“Just Point It”: Machine Learning on iOS with Pose Estimation + OCR Using Core ML and ML Kit

Imagine you have to read a document that’s very dense and has numerous words you don’t know the meanings of.

What would you do?

The answer seems obvious—get out your phone, open a search engine or online dictionary, and search for the word’s meaning.

Instead of typing, what if you could instead find out all you needed to know about a word, displayed on your smartphone, just by pointing at the word on the document?

When I read documents written in English, I often do this—search for the meanings of words I don’t know.
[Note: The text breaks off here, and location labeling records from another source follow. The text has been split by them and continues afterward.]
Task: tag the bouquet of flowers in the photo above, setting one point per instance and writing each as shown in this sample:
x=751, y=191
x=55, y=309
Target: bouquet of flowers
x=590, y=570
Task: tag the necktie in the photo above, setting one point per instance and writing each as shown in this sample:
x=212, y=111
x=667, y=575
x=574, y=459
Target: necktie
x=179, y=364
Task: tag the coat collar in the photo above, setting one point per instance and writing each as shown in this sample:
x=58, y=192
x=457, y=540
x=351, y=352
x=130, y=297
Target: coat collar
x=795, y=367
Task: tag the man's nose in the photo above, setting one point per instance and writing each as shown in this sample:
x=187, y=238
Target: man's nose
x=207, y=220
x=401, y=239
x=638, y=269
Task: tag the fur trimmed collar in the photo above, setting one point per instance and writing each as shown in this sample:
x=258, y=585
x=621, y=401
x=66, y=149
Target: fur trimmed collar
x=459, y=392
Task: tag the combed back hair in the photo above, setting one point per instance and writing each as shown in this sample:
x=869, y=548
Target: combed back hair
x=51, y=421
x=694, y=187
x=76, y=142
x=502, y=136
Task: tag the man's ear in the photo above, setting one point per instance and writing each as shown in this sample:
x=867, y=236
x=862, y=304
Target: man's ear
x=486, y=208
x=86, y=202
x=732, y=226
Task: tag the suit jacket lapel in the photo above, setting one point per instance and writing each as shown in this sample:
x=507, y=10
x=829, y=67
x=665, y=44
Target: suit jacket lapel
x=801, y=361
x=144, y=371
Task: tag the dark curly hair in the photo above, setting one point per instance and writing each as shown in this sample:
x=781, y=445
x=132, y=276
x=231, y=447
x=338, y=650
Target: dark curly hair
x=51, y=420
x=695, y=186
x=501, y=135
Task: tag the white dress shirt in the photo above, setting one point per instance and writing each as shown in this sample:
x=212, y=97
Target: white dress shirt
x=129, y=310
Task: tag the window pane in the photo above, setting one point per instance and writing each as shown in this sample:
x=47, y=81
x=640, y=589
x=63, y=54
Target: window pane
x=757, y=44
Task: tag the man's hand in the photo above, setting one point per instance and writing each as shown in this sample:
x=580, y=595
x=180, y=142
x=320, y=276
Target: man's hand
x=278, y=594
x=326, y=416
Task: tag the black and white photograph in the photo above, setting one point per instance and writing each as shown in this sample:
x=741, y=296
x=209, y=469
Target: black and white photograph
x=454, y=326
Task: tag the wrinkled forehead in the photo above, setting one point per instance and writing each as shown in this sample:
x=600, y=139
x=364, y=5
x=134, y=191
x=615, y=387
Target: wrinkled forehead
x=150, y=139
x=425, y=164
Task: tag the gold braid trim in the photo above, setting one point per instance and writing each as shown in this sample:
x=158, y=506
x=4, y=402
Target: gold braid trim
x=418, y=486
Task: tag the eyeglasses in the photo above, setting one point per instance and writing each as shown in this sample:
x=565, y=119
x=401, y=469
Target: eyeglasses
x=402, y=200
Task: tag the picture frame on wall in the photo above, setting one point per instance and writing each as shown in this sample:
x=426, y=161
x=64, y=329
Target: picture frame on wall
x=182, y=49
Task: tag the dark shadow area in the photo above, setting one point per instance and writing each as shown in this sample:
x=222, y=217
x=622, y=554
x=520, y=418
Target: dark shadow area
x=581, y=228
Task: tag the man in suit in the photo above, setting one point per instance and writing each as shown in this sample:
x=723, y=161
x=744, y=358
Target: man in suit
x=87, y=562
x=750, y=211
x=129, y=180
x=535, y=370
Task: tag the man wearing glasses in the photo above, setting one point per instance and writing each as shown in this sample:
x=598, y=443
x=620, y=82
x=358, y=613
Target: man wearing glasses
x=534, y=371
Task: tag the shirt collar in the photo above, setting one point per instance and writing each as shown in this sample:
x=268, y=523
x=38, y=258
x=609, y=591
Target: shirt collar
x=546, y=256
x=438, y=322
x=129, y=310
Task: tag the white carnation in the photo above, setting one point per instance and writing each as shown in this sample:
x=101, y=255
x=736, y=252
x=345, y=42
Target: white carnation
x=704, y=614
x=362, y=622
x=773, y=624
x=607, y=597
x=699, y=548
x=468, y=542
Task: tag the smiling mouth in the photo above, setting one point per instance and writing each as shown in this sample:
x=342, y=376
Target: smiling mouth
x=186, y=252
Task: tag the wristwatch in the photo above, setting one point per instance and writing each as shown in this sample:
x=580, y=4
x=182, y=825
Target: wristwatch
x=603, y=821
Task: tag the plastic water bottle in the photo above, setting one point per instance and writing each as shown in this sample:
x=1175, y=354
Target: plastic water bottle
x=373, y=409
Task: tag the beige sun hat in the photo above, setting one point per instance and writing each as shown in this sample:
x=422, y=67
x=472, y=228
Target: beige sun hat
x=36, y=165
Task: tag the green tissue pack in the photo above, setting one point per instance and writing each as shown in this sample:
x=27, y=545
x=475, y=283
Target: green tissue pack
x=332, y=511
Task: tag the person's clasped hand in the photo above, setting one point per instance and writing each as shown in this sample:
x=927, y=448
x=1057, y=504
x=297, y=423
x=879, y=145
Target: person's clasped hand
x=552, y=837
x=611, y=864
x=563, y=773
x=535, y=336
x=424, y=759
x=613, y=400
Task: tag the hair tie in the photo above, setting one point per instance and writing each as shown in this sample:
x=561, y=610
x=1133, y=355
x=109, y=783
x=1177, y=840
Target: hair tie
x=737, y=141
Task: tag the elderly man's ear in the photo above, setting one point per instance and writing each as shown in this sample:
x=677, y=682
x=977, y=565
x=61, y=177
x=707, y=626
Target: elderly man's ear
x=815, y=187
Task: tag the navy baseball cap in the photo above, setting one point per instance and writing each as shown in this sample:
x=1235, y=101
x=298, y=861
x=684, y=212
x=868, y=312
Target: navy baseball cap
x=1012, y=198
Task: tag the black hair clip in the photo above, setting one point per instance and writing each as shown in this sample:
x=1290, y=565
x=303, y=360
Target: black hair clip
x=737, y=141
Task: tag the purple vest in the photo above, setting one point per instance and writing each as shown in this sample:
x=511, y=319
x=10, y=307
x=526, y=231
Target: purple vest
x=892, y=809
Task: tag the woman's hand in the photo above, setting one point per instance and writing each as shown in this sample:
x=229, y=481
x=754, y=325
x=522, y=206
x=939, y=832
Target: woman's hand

Especially with printed documents, I usually go through a similar process of typing those words into a search engine or online dictionary.

Typing on our mobile devices is a familiar UX we’ve been using since the first smartphones came out, but it’s also a function that requires effort and often results in typos and poor autocorrects.

Pointing, on the other hand, is one of the foundational ways we all communicate, going back to when we were young children. Thinking of these two means of communication, I wanted to create a pointing interaction that would serve as a way to ask our phones something, much like we’d ask our teachers or friends.

Introducing Just Point It

In an attempt to create this different kind of interaction between humans and their phones, I built the Just Point It app, which Figure 2 shows in action. It’s a dictionary application for iOS that allows users to search a word’s dictionary entry just by pointing at it—all on-device and without any network connection.

Implementations

Application Pipeline

The entire app pipeline is represented in Figure 3. The pointing word recognizer takes an image as input and returns text as output.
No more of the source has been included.